Return the generalized cross validation (GCV) score.

Parameters:

X (FDataGrid) – The data to smooth.
y (FDataGrid) – The target data. Typically the same as X.

Returns:

Generalized cross validation score.

Return type:

float

set_output(*, transform=None)#

Set output container.

See Introducing the set_output API for an example on how to use the API.

Parameters:

transform ({"default", "pandas", "polars"}, default=None) –

Configure output of transform and fit_transform.
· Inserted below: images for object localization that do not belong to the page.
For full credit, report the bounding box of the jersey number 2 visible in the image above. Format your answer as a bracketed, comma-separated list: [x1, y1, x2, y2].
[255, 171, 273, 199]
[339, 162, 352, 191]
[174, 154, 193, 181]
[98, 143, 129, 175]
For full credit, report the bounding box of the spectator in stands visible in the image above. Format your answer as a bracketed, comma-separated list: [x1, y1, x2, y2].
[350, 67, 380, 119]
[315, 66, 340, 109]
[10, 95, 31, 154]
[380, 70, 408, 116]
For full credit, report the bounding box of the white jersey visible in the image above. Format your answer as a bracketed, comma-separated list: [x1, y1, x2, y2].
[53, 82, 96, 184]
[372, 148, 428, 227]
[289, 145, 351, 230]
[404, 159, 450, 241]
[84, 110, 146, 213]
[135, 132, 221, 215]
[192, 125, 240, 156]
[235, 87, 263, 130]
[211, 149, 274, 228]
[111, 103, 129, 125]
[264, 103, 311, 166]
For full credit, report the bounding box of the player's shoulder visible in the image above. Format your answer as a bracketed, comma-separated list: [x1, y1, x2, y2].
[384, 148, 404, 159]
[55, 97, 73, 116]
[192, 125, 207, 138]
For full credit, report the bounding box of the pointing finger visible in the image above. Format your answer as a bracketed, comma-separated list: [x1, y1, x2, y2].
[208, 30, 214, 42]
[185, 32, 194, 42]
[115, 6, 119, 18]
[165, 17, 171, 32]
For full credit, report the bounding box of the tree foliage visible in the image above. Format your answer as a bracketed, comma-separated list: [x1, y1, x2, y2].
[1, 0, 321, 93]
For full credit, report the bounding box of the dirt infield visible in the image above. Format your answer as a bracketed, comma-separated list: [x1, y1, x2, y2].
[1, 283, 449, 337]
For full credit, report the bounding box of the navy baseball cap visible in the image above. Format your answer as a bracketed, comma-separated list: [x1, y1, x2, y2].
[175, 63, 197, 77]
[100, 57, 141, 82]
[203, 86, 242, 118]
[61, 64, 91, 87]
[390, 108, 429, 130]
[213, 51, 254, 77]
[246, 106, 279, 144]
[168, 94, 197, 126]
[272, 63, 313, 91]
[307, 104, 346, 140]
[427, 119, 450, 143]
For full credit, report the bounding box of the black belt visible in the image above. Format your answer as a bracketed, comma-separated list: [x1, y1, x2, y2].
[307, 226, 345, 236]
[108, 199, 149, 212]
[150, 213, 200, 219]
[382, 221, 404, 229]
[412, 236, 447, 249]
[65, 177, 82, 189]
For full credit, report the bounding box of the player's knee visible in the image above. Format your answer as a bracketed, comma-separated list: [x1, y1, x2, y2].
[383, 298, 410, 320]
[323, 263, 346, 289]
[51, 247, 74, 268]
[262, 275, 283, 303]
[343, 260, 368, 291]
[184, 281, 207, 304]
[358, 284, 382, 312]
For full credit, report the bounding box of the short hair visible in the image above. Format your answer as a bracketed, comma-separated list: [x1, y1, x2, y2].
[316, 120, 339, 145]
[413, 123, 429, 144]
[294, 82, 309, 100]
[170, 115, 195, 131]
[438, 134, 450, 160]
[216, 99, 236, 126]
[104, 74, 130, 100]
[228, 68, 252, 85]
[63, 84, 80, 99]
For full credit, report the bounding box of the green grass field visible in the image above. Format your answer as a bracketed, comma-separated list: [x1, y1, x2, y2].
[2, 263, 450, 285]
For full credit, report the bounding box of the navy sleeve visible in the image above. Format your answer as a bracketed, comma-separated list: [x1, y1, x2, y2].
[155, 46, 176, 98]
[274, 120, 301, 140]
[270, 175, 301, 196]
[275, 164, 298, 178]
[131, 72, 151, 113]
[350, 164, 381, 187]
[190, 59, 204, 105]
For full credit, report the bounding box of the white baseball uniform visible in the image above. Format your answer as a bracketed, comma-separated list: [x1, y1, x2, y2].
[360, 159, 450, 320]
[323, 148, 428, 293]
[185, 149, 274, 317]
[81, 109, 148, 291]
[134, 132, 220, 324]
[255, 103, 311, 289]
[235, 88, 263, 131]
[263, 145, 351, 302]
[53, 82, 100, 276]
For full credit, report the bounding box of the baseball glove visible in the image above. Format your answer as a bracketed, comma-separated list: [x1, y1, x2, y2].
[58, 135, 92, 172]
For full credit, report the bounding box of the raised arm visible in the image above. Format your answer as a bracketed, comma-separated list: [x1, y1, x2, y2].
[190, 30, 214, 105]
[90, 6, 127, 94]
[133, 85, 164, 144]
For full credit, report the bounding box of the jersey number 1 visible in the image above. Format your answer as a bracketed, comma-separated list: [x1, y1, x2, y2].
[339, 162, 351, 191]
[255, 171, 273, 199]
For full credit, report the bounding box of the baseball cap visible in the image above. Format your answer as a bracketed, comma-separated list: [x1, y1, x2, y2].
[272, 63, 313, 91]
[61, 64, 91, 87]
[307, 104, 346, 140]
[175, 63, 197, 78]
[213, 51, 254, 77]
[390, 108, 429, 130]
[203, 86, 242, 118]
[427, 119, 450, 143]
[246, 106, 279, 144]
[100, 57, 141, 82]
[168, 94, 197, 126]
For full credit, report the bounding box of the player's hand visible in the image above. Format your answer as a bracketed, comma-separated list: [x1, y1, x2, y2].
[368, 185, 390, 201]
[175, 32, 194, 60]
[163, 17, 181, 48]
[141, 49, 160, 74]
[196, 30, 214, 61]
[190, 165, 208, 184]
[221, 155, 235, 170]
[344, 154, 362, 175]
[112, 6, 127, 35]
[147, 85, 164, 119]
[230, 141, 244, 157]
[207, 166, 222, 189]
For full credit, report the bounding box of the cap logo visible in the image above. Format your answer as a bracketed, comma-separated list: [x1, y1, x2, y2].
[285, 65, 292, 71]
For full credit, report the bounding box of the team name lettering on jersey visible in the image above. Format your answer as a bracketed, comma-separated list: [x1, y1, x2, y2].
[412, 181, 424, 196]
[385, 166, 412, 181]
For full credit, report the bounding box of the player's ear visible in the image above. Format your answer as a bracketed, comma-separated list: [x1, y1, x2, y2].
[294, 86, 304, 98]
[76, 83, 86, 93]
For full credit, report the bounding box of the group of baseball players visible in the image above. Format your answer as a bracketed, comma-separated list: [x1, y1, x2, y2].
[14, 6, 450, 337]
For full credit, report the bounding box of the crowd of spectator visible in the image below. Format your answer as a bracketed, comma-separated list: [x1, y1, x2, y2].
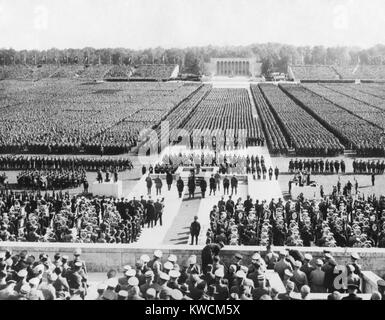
[1, 247, 384, 300]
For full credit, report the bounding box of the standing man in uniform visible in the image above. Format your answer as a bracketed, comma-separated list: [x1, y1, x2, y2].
[223, 176, 230, 195]
[155, 176, 163, 196]
[274, 167, 280, 180]
[190, 216, 201, 245]
[230, 175, 238, 196]
[166, 171, 173, 191]
[177, 177, 184, 199]
[146, 174, 153, 196]
[200, 178, 207, 199]
[209, 175, 216, 196]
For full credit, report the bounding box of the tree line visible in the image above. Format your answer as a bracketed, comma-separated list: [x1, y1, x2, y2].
[1, 43, 385, 75]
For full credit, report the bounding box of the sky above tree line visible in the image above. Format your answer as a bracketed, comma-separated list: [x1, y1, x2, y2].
[1, 0, 385, 50]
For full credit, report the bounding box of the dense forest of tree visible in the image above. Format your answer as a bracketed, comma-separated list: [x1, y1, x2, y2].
[1, 43, 385, 75]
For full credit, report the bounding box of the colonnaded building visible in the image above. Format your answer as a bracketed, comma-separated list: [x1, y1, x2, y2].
[205, 57, 263, 77]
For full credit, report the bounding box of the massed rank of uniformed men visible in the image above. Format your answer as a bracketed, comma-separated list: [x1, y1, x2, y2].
[162, 153, 269, 175]
[289, 159, 346, 174]
[16, 170, 86, 190]
[206, 190, 385, 248]
[353, 159, 385, 174]
[1, 247, 383, 300]
[0, 190, 164, 244]
[0, 155, 133, 172]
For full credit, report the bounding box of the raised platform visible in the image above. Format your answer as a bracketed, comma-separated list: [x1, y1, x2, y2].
[90, 180, 123, 198]
[291, 183, 321, 200]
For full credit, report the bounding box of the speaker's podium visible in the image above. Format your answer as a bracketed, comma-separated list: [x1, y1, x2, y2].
[90, 180, 123, 198]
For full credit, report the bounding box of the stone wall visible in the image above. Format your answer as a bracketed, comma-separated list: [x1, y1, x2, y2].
[1, 243, 385, 278]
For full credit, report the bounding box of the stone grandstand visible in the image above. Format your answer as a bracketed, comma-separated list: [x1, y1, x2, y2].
[288, 64, 385, 82]
[0, 64, 180, 82]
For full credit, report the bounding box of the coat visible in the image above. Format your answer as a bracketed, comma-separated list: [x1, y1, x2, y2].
[177, 179, 184, 191]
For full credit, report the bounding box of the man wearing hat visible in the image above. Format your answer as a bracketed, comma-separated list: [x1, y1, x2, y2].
[247, 252, 266, 282]
[349, 252, 362, 277]
[53, 253, 62, 268]
[13, 250, 28, 273]
[300, 254, 315, 280]
[148, 250, 163, 281]
[263, 245, 278, 270]
[309, 259, 326, 293]
[14, 269, 28, 293]
[69, 248, 87, 274]
[282, 269, 296, 291]
[16, 284, 31, 300]
[170, 288, 183, 301]
[274, 250, 293, 280]
[127, 277, 144, 300]
[251, 274, 270, 300]
[213, 268, 229, 300]
[117, 268, 136, 291]
[232, 253, 243, 271]
[145, 288, 157, 300]
[300, 285, 311, 300]
[102, 278, 118, 300]
[167, 254, 179, 270]
[346, 265, 361, 293]
[342, 283, 362, 300]
[140, 270, 156, 296]
[180, 283, 193, 300]
[27, 278, 44, 300]
[163, 261, 173, 275]
[140, 255, 151, 273]
[231, 270, 254, 294]
[190, 216, 201, 246]
[168, 270, 181, 289]
[186, 255, 200, 275]
[66, 261, 87, 299]
[158, 272, 173, 299]
[277, 281, 296, 300]
[201, 242, 224, 275]
[117, 290, 128, 300]
[292, 260, 308, 291]
[135, 260, 146, 286]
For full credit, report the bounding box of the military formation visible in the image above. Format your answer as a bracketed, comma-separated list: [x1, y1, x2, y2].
[353, 159, 385, 174]
[289, 159, 347, 174]
[16, 170, 86, 190]
[0, 155, 133, 172]
[0, 190, 146, 244]
[207, 188, 385, 248]
[161, 153, 278, 177]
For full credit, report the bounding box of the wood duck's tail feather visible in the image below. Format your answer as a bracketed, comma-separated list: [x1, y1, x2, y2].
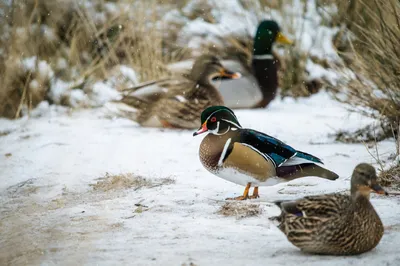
[276, 163, 339, 181]
[295, 151, 323, 164]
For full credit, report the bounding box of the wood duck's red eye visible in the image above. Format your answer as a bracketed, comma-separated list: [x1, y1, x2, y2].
[210, 117, 217, 122]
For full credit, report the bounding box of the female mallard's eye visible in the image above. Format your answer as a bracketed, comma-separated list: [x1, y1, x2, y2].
[210, 117, 217, 122]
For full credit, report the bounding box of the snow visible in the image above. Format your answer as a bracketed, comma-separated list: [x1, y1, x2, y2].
[119, 65, 140, 85]
[22, 56, 37, 71]
[56, 58, 68, 71]
[306, 59, 339, 84]
[88, 82, 121, 106]
[1, 92, 400, 265]
[69, 89, 88, 108]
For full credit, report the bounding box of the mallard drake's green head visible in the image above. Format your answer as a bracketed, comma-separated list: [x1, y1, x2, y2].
[253, 20, 293, 56]
[193, 106, 241, 136]
[351, 163, 388, 197]
[189, 55, 241, 86]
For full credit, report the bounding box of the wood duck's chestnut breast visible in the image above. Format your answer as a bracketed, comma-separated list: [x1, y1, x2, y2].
[199, 134, 228, 171]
”default”: Default output format of a transformer
”pandas”: DataFrame output
”polars”: Polars output
None: Transform configuration is unchanged

Added in version 1.4: “polars” option was added.

Returns:

self – Estimator instance.

Return type:

estimator instance

set_params(**params)#

Set the parameters of this estimator.

The method works on simple estimators as well as on nested objects (such as Pipeline). The latter have parameters of the form <component>__<parameter> so that it’s possible to update each component of a nested object.